## Read short story for tokenzation

### Step 1: Create tokens

In [35]:
with open("the-verdict.txt", 'r', encoding='utf-8') as f:
    raw_text = f.read()

# Print total number of characters
print("Total number of characters:", len(raw_text))

# print first 100 characters
print(raw_text[:99])


Total number of characters: 20479
I HAD always thought Jack Gisburn rather a cheap genius--though a good fellow enough--so it was no 


In [20]:
# Use regular expression library
import re

text = "Hello world! This is a test, working now."

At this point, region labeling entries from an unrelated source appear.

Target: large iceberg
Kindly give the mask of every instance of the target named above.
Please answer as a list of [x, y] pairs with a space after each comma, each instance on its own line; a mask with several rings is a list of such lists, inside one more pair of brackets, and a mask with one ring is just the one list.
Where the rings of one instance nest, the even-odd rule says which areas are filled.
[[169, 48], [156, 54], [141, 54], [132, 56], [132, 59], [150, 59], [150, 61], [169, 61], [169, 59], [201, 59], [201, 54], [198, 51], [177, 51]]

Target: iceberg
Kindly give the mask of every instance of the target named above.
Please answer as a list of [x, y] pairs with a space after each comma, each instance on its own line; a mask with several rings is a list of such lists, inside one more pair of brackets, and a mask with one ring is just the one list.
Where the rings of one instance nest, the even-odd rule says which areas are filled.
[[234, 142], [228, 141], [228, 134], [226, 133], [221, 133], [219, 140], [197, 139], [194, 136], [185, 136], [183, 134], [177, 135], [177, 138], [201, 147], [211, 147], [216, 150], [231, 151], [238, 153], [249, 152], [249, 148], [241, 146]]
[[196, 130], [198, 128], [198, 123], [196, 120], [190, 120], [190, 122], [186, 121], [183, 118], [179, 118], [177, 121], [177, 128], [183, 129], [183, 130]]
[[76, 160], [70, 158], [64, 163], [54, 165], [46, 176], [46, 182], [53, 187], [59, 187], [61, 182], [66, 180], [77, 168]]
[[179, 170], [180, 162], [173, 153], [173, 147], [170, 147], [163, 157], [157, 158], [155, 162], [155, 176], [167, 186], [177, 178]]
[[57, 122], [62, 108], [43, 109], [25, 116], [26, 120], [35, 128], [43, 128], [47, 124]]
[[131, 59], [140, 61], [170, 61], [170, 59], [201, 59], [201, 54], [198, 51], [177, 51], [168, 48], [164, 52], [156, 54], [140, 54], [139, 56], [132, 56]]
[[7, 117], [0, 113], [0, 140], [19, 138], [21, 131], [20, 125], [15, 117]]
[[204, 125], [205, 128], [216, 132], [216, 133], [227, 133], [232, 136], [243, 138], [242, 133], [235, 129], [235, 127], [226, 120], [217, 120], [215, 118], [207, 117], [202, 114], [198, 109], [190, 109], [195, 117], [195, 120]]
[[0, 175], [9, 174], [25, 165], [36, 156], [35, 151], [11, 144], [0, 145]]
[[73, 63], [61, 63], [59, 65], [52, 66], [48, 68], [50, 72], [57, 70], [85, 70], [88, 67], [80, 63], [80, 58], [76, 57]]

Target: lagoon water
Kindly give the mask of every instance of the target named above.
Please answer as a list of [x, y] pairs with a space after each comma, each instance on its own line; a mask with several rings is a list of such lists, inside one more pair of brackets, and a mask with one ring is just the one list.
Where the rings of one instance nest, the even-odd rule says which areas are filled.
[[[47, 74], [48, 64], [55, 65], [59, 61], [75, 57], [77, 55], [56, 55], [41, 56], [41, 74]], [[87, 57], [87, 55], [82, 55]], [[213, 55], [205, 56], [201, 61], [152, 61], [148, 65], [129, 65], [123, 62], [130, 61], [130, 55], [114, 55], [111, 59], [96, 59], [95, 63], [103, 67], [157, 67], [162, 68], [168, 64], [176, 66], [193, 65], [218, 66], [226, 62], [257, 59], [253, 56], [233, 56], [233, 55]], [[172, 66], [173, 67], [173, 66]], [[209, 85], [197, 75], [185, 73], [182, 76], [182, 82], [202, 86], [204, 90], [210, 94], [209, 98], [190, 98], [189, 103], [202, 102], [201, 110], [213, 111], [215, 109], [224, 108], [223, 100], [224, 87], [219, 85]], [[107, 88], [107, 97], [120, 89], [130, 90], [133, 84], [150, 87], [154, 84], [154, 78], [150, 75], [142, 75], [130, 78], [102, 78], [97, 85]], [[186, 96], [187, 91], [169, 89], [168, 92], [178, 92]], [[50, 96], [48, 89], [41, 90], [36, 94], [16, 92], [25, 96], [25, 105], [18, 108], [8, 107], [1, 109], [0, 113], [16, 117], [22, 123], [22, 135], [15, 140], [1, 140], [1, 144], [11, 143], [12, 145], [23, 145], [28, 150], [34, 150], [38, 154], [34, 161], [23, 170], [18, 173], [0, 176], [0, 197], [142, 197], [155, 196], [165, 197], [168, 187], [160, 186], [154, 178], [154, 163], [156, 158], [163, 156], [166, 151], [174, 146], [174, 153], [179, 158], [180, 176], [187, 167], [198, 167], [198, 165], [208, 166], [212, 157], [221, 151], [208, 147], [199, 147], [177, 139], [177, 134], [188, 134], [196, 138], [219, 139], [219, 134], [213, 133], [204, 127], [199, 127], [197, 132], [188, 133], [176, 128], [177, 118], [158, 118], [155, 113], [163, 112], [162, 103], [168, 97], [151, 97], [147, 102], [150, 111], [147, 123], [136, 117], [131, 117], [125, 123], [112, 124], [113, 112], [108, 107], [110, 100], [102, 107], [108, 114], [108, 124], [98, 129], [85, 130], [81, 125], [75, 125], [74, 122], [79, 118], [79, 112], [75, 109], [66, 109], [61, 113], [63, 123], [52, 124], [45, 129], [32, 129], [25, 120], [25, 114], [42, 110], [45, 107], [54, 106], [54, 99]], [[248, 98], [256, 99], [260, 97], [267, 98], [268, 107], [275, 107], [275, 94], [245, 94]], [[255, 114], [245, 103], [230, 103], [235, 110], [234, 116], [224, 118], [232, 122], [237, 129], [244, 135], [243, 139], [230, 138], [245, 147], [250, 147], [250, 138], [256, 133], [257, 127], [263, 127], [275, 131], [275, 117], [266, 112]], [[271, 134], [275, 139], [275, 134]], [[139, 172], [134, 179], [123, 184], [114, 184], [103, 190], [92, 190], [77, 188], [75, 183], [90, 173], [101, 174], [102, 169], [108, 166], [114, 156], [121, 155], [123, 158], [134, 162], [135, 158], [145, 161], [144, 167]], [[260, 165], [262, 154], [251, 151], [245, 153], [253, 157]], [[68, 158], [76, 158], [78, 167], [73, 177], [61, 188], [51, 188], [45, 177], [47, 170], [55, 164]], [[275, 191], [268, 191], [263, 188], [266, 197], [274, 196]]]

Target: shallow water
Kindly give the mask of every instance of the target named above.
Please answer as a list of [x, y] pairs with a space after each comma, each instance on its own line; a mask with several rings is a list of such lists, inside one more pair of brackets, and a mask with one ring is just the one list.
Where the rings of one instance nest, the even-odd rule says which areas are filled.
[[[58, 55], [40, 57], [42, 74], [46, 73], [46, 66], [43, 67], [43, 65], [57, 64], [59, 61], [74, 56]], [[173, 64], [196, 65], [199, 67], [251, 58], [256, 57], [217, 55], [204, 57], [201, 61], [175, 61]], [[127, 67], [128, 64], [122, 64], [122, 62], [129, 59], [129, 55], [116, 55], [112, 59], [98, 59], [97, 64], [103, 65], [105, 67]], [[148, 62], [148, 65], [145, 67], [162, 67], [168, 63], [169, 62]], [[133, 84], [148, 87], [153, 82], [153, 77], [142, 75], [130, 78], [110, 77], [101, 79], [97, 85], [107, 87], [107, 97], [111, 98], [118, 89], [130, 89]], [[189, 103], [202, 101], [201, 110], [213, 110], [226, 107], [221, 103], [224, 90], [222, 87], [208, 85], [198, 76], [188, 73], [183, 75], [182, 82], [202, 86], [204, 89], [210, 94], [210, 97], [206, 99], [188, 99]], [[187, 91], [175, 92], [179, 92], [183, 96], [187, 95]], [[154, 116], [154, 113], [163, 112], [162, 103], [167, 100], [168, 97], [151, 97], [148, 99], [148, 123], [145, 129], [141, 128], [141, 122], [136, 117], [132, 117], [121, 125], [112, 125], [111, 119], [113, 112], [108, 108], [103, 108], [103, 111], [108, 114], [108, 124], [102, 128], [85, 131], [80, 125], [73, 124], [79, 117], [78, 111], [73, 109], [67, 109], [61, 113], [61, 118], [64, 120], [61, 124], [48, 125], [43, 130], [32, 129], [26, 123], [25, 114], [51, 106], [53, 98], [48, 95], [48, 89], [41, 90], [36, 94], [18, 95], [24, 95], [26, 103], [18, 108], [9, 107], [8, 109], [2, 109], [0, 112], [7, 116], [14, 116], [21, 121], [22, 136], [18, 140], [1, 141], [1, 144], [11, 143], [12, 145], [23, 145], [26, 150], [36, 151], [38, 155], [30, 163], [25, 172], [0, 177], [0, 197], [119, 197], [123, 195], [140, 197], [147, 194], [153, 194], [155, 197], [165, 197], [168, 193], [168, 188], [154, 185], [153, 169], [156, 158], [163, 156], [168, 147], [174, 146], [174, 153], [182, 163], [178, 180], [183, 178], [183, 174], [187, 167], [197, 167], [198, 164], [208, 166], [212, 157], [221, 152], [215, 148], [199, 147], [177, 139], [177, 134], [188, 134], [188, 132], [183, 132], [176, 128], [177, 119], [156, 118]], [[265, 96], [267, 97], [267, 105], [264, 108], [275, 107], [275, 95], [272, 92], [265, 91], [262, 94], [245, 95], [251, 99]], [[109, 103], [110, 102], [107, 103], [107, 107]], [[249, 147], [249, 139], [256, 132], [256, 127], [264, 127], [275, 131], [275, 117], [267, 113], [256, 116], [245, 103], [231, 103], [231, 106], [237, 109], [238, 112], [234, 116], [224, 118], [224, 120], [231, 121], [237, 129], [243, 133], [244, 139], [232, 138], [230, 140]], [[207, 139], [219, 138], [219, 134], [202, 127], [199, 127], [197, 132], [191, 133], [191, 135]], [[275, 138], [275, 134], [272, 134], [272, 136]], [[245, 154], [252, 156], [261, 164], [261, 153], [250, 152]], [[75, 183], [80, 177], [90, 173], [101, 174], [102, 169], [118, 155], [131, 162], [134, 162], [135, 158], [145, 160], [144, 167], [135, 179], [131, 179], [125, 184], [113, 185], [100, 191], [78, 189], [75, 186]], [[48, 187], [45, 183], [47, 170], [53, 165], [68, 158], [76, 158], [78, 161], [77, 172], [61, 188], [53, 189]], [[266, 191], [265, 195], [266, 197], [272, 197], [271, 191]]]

# Split based on white spaces: use \s as regex
result = re.split(r'\s', text) # This will remove the white space

print(result)

result = re.split(r'(\s)', text) # This will include the white spaces
print(result)


['Hello', 'world!', 'This', 'is', 'a', 'test,', 'working', 'now.']
['Hello', ' ', 'world!', ' ', 'This', ' ', 'is', ' ', 'a', ' ', 'test,', ' ', 'working', ' ', 'now.']


In [21]:
# Now we want to include punctuation characters (commas full stops and exclamation marks) also as separate strings
result = re.split(r'(\W)', text)
print(result)

['Hello', ' ', 'world', '!', '', ' ', 'This', ' ', 'is', ' ', 'a', ' ', 'test', ',', '', ' ', 'working', ' ', 'now', '.', '']


In [22]:
# Remove empty strings and white space characters now
result = [item for item in result if item.strip()]

print(result)

['Hello', 'world', '!', 'This', 'is', 'a', 'test', ',', 'working', 'now', '.']


In [36]:
# for the book text, there are ? -- : _ ; ' " () are also present. Hence we need to consider them while splitting
# Hence our tokenizer code is as follows, as of now. This is a simple tokenizer. 
# For LLMs, different tokenizer scheme is used which we will see later
preprocessed = re.split(r'([,.:;?_!"()\']|--|\s)', raw_text)
preprocessed = [t for t in preprocessed if t.strip()]
print (len(preprocessed))

4690


### Step 2: Creating token IDs

In [37]:
# Get all unique words and sorted
all_words = sorted(set(preprocessed))
vocab_size = len(all_words)
print(vocab_size)

1130


In [38]:
# Create a vocabulary
vocab = {}
counter = 0
for word in all_words:
    vocab[word] = counter
    counter = counter + 1

items = list(vocab.items())[:20]
for key,value in items:
    print(f"({key}, {value})")

(!, 0)
(", 1)
(', 2)
((, 3)
(), 4)
(,, 5)
(--, 6)
(., 7)
(:, 8)
(;, 9)
(?, 10)
(A, 11)
(Ah, 12)
(Among, 13)
(And, 14)
(Are, 15)
(Arrt, 16)
(As, 17)
(At, 18)
(Be, 19)


In [39]:
# Now we build a simple tokenizer class that will be used to encode the given text to feed IDs to LLM and decode the Token IDs from LLM to convert back to text.
class SimpleTokenizerV1:
    def __init__(self, vocab):
        # For encoder
        self.str_to_int = vocab

        # For decoder, int to string mapping
        self.int_to_str = {i:s for s, i in vocab.items()}

    def encode(self, text):
        preprocessed = re.split(r'([,.:;?_!"()\']|--|\s)', text)
        preprocessed = [item.strip() for item in preprocessed if item.strip()]
        ids = [self.str_to_int[s] for s in preprocessed]
        return ids

    def decode(self, ids):
        text = " ".join([self.int_to_str[i] for i in ids])

        # Get rid of spaces before the specified punctuations
        text = re.sub(r'\s+([,.?!"()\'])', r'\1', text)
        return text

In [40]:
print(vocab['"'])

1


In [41]:
# initialize the tokenizer
tokenizer = SimpleTokenizerV1(vocab)

text = """"It's the last he painted, you know,"
           Mrs. Gisburn said with pardonable pride."""

ids = tokenizer.encode(text)
print(ids)


[1, 56, 2, 850, 988, 602, 533, 746, 5, 1126, 596, 5, 1, 67, 7, 38, 851, 1108, 754, 793, 7]


In [44]:
decoded_text = tokenizer.decode(ids)
print(decoded_text)

" It' s the last he painted, you know," Mrs. Gisburn said with pardonable pride.


In [45]:
# The encoder fails when the words are not in the vocabulary
text = "Hello, do you like tea?"
print(tokenizer.encode(text))

KeyError: 'Hello'

In [None]:
# This shows that we need a large and diverse training set to extend the vocabulary when working on LLMs.